Mandatory Palestine United in Opposition to Jewish national law
It was an usual event, although not unprecedented. Palestinians from the West Bank, including East Jerusalem, Gaza as well as Palestinian citizens of Israel carried out a successful one-day strike on Monday. The unusual part is the fact that the strike was called for by the leadership of Palestinians in Israel, and the Palestinians in the West Bank and Gaza followed.
What is unique about this protest is that it was not a reaction to violence by Israel, but it was called for in response to a political act, albeit a damaging one. The protests were called for in opposition to the racist Israeli law that specifies Jews as special members of society, who are allotted unique rights, including the right of self-determination.

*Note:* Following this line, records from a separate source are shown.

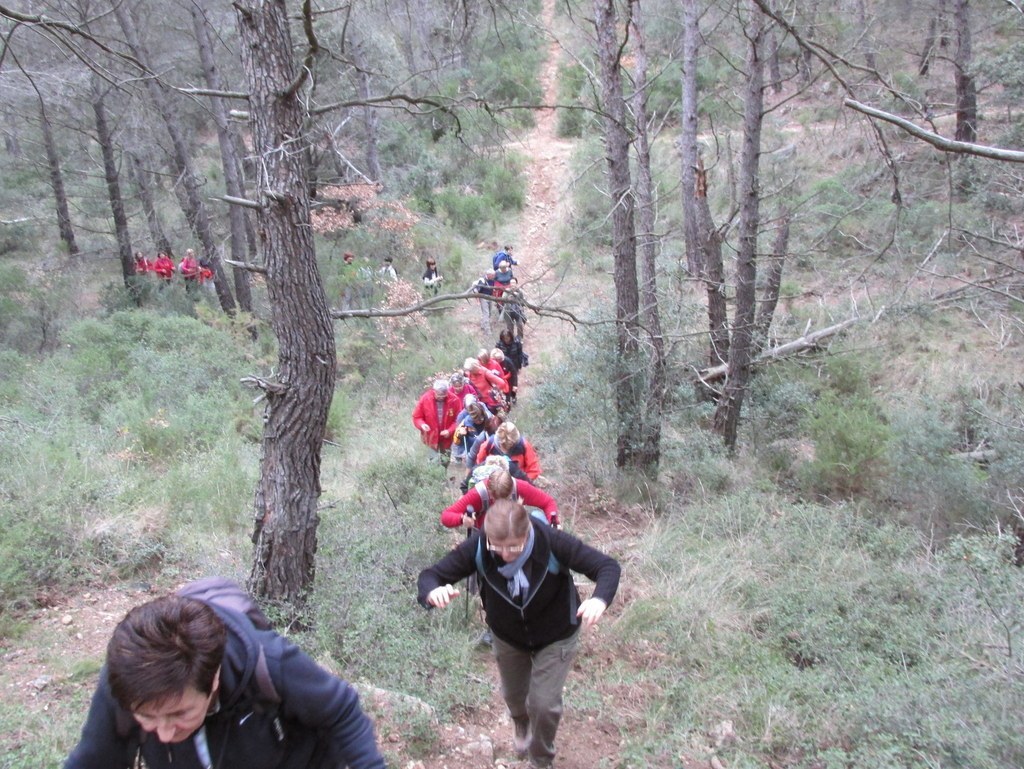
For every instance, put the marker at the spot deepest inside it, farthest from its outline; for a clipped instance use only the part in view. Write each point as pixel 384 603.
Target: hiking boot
pixel 522 736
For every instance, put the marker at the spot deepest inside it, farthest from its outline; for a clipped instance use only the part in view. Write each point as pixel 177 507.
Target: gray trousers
pixel 531 686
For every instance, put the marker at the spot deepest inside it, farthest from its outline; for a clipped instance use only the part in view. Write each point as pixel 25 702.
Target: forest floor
pixel 72 628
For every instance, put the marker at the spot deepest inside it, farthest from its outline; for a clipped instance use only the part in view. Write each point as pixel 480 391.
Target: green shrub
pixel 373 546
pixel 850 446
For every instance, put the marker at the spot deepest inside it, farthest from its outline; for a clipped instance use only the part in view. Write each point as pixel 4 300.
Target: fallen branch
pixel 806 342
pixel 443 299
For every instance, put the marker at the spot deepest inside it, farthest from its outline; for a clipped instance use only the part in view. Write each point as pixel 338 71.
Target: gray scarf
pixel 518 584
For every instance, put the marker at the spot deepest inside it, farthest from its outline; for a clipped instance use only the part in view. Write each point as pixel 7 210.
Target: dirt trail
pixel 483 737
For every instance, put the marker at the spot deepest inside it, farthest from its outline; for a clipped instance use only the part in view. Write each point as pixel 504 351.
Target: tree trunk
pixel 56 182
pixel 228 157
pixel 616 141
pixel 653 410
pixel 143 184
pixel 967 95
pixel 194 207
pixel 298 402
pixel 713 274
pixel 773 283
pixel 867 40
pixel 688 138
pixel 726 420
pixel 105 139
pixel 371 119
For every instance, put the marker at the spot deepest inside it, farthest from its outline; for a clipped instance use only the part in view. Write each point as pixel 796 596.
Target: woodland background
pixel 829 578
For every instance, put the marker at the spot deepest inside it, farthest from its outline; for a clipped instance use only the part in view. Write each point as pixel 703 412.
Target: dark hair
pixel 162 648
pixel 506 520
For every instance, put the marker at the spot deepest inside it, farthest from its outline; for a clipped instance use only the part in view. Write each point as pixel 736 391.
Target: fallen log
pixel 806 342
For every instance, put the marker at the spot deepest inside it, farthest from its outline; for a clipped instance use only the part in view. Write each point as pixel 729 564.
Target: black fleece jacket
pixel 314 720
pixel 548 612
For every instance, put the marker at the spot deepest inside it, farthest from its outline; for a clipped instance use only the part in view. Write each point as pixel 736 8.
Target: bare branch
pixel 441 299
pixel 940 142
pixel 246 265
pixel 238 202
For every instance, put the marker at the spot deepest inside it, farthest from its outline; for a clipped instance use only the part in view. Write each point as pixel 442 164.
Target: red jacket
pixel 522 453
pixel 164 267
pixel 483 379
pixel 526 494
pixel 425 413
pixel 188 268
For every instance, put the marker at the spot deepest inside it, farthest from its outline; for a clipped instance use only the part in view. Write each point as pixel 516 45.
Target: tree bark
pixel 297 404
pixel 105 139
pixel 228 157
pixel 56 181
pixel 652 412
pixel 967 94
pixel 726 421
pixel 194 207
pixel 688 139
pixel 773 283
pixel 616 142
pixel 144 187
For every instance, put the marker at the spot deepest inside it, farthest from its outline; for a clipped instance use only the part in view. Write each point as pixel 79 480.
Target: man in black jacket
pixel 187 685
pixel 532 609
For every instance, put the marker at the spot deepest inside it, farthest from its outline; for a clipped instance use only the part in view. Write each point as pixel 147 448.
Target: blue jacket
pixel 316 724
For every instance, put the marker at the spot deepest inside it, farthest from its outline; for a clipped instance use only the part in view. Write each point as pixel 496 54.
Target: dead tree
pixel 298 399
pixel 726 420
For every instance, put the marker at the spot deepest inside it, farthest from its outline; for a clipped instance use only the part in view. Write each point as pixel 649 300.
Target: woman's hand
pixel 441 597
pixel 590 610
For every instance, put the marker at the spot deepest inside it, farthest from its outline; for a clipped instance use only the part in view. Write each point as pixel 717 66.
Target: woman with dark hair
pixel 190 686
pixel 532 609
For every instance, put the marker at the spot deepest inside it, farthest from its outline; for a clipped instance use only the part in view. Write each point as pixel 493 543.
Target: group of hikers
pixel 195 271
pixel 515 547
pixel 500 282
pixel 198 679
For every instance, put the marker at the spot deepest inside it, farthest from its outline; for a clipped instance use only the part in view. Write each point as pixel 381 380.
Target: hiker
pixel 503 278
pixel 508 441
pixel 431 278
pixel 484 287
pixel 164 267
pixel 470 509
pixel 205 270
pixel 512 347
pixel 471 422
pixel 503 255
pixel 187 685
pixel 509 373
pixel 434 416
pixel 188 268
pixel 512 313
pixel 387 271
pixel 461 387
pixel 532 609
pixel 489 385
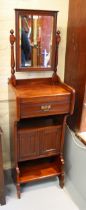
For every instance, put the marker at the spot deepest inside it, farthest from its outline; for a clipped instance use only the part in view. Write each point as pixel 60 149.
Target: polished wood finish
pixel 38 110
pixel 39 123
pixel 75 64
pixel 2 190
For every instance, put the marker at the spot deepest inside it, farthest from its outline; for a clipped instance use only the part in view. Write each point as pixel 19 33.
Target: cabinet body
pixel 38 111
pixel 2 193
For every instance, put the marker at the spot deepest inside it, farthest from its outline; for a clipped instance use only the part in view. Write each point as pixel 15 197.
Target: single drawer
pixel 43 108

The Jewish nationality law, which demotes non-Jews to second-class citizens, also gives Jewish settlers in the occupied Palestinian territories unique rights because they are Jews.

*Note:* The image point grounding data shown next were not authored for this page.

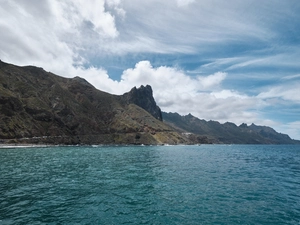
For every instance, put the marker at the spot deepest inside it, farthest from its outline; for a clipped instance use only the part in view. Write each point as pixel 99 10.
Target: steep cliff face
pixel 228 133
pixel 143 97
pixel 37 106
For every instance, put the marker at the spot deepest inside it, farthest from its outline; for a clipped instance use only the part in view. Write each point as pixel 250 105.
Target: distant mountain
pixel 228 133
pixel 40 107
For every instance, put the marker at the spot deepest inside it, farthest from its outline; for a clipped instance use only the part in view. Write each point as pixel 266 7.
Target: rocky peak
pixel 143 97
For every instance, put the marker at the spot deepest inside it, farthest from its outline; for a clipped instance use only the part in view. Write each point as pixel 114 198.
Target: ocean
pixel 206 184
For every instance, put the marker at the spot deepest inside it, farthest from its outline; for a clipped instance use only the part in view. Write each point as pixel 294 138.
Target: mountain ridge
pixel 40 107
pixel 227 133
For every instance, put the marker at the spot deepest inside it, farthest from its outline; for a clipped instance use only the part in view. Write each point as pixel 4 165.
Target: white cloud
pixel 184 2
pixel 63 37
pixel 291 128
pixel 285 91
pixel 174 91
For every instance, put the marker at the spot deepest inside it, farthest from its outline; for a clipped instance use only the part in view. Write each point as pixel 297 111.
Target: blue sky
pixel 232 60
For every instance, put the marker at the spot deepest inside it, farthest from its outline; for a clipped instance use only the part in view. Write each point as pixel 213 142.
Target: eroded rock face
pixel 143 97
pixel 40 107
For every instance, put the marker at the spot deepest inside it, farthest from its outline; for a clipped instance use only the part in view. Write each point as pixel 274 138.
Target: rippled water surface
pixel 207 184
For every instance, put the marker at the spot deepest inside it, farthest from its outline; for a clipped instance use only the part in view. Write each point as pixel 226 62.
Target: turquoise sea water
pixel 207 184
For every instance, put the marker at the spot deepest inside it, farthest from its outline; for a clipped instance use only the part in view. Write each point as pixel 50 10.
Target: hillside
pixel 227 133
pixel 40 107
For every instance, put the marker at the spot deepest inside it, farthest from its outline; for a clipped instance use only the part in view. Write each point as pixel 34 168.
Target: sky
pixel 236 61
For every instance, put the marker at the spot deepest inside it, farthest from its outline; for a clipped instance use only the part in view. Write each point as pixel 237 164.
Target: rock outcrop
pixel 228 133
pixel 40 107
pixel 143 97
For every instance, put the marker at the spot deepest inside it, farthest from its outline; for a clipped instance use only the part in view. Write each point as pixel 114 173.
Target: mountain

The unity of Palestinians from sea to river is also a reflection of the failure of the current peace efforts to produce an end to the Israeli occupation by means of the creation of an independent Palestinian state alongside of Israel. The move will no doubt give support, although not massive, to the idea of equal rights for all in a single state in Israel and Palestine.

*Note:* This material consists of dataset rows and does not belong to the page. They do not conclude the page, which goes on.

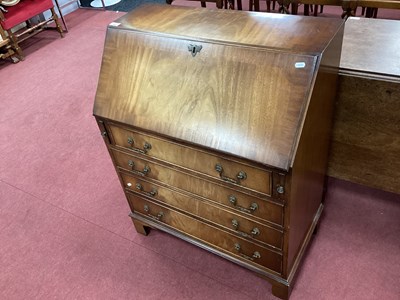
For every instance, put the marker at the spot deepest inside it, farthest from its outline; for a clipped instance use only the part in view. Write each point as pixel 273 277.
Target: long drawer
pixel 233 222
pixel 247 176
pixel 265 210
pixel 223 241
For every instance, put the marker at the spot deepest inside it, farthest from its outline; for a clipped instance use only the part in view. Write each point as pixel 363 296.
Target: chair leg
pixel 56 20
pixel 62 16
pixel 15 45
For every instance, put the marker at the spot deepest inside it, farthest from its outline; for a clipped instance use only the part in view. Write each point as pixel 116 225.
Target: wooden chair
pixel 21 13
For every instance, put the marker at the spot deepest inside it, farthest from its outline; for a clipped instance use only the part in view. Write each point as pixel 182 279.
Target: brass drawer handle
pixel 152 193
pixel 145 171
pixel 254 231
pixel 256 254
pixel 240 176
pixel 157 218
pixel 251 209
pixel 146 147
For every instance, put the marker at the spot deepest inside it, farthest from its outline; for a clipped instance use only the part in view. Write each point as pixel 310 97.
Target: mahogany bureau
pixel 218 123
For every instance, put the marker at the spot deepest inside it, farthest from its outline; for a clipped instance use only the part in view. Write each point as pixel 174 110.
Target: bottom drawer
pixel 208 234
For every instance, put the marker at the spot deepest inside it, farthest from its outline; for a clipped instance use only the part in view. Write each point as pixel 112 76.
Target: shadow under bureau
pixel 218 123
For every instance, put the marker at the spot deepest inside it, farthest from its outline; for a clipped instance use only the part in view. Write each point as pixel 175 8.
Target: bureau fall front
pixel 218 123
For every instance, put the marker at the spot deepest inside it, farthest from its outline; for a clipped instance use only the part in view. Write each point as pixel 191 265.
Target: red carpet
pixel 64 226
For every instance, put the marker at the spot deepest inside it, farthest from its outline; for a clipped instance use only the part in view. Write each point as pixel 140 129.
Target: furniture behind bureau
pixel 218 123
pixel 366 137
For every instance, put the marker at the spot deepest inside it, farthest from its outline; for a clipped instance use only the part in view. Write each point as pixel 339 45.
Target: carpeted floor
pixel 328 11
pixel 124 5
pixel 64 226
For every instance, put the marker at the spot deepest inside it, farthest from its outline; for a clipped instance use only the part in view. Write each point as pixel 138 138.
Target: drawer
pixel 208 234
pixel 226 170
pixel 188 203
pixel 263 209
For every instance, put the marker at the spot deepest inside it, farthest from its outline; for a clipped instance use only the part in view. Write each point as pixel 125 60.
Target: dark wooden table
pixel 366 138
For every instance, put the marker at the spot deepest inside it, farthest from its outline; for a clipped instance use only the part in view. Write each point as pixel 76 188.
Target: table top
pixel 371 46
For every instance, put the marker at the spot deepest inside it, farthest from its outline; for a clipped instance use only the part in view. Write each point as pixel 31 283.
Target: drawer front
pixel 225 170
pixel 223 241
pixel 263 209
pixel 207 211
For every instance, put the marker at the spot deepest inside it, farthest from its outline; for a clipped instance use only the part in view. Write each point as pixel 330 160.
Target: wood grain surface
pixel 366 136
pixel 371 46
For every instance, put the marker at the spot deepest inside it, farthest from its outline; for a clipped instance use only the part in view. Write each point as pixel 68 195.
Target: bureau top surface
pixel 247 101
pixel 286 32
pixel 371 46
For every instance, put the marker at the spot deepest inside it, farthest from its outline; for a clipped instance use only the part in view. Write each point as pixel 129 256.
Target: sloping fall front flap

Failure by the international community to help deliver what for many Palestinians was seen as a major historic compromise is a sad day. The world has helped create and sustain the state of Israel in Palestine, but has not been able to enforce the concept of sharing the land, which received legitimacy in the UN in 1947.
It is true that at the time; the Palestinians, who were the vast majority of the population and who owned over 90 per cent of the land, felt that a plan that gave new immigrants to Palestine more land than what was allotted to Palestinians was seen as unjust and unfair.
Today, Palestinians are willing to accept an independent state on 22 per cent of mandatory Palestine, but even this historic compromise is being rejected by Israel with the tacit support of the world community.
Many countries, excluding the US, will argue that they support the two-state solution based on the 1967 borders. But while almost the entire world has in fact supported the creation of a Palestinian state, only 137 countries have actually verbally recognised this state. European countries, except for Sweden, have refrained from doing so despite a vote by their own parliaments in favour of such a recognition.
Not only have many countries refrained from a public recognition of Palestine, but they had also failed to hold Israel accountable for its war crimes that included in the last six months alone the premeditated killing by snipers of over 200 unarmed Palestinians. Israel is also about to destroy the small village of Khan Al Ahmar in order to use its land to build yet more illegal Jewish illegal housing units. These illegal housing units in particular are being pushed for by the right-wing government to ensure that there is no continuity between the north and south of the West Bank. The goal is clear; after isolating Gaza, the aim now is to make a contagious independent and sovereign Palestinian state impossible.
The act of unity by Palestinians is an important step, but it is a long way from being part of a non-existent Palestinian national strategy. With internal conflicts continuing within the leading factions of Fateh and Hamas and with apathy on the rise among Palestinians, it is unlikely that these efforts will produce a coherent and effective plan that can produce an end to the Israeli occupation. Much more work, effort and unity are needed to make this national aspiration of Palestinians a reality.